Alysrazor was an exercise in frustration. On the surface it had looked to be fun, with tanks doing 1000% more damage. In practice, it was another fight where I couldn’t see shit and was constantly dying due to running out of range of the healers. And let’s not even start with those goddamn tornadoes. I hat – actually, you probably get the idea by now. 😛
Baleroc and Staghelm were fun in their own way but then came Ragnaros. I hated it most of all. It was a long fight and I just didn’t ever engage with the tactics the raid had come up with in my absence. They just didn’t make sense to me and for those first few weeks, I just handed over raid leading to our mage and stumbled through the fight, hoping for the best.
But why the hate? It’s not really that bad, is it? I mean, some of the fights suck but it’s no Icecrown Citadel (don’t get me started on that shithole. Or well, maybe that’ll be an interesting future post).
Well, in retrospect, I realise that what I hated was that I wasn’t really in charge.
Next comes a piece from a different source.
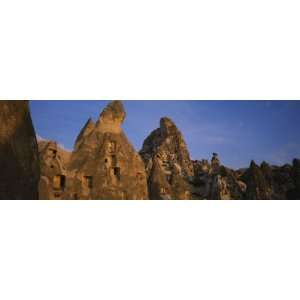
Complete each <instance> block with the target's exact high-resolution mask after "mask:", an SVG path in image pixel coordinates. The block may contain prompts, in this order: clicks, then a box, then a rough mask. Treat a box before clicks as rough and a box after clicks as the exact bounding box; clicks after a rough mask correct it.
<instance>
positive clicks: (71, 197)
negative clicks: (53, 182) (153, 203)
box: [65, 101, 148, 199]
I’d come back from a break and in my absence my fellow raiders had cleared all of Firelands on Normal Mode. I was the Raid Leader and while I’d read up on every fight 10 ways to Sunday, I had no idea about our specific tactics for Firelands. And because of that, I hated it and just couldn’t engage with the fights as well as I should have. I hated posting tactics and assignments only to find out that they weren’t how we’d been doing the fight so far, that our tactics were different. I hated explaining some things only for my raiders to correct my assumptions about the fight. I hated having to figure out if I should stick with what everyone knew or change things to tactics I was happy with.
In the end, it was half and half. Some fights I changed things here and there to make them work for me. Others I left alone.
But as time passed, things changed. Real life began to settle down and I stopped being quite so moody and unstable. We started Heroic Modes and suddenly I felt that fire and excitement at having to come up with tactics and progress with my guildies again.
Now don’t get me wrong, our Heroic Mode tactics are in no way all down to my strategic genius or anything like that. The moment we dropped down to 1 x 10 man team, our raiding changed. It became a lot more collaborative and all my tactics are is a blueprint, a starting point. We go in, see how we do with what I planned and then we fine tune and adjust to make the fight work.
I also enjoyed that we started to work on our Glory of the Firelands Raider achievements, whittling away at it until we got it done (goddamn Alysrazor and her bloody tornadoes).
In the end, I’ll miss Heroic Shannox and the intricacies of the dance that myself and my fellow tank do to lose our stacks.
I’ll miss the tense vent chat of Heroic Beth’tilac as we communicate and do our best to keep things controlled in Phase 1. I’ll really miss our Hunter calling out in annoyance and frustration that Spiderlings are coming from the same side yet again, while he valiantly tries to make sure he gets every Broodling. 😀
I’ll miss the fun of picking up all the adds on Heroic Rhyolith and dancing between Magma Lines and AoE slowing the slimes. Actually, no, scratch that, I’ll always hate this goddamn fight.
I’ll miss topping the meters on Heroic Alysrazor while in full DPS gear and my healers shouting at me to stop being a nub and put on my proper tanking gear! 😀
It’s such a pity I only started to appreciate and enjoy Firelands at the end.
Ah well, we’ll be back soon enough – we still have 2 Dragonwraths to complete!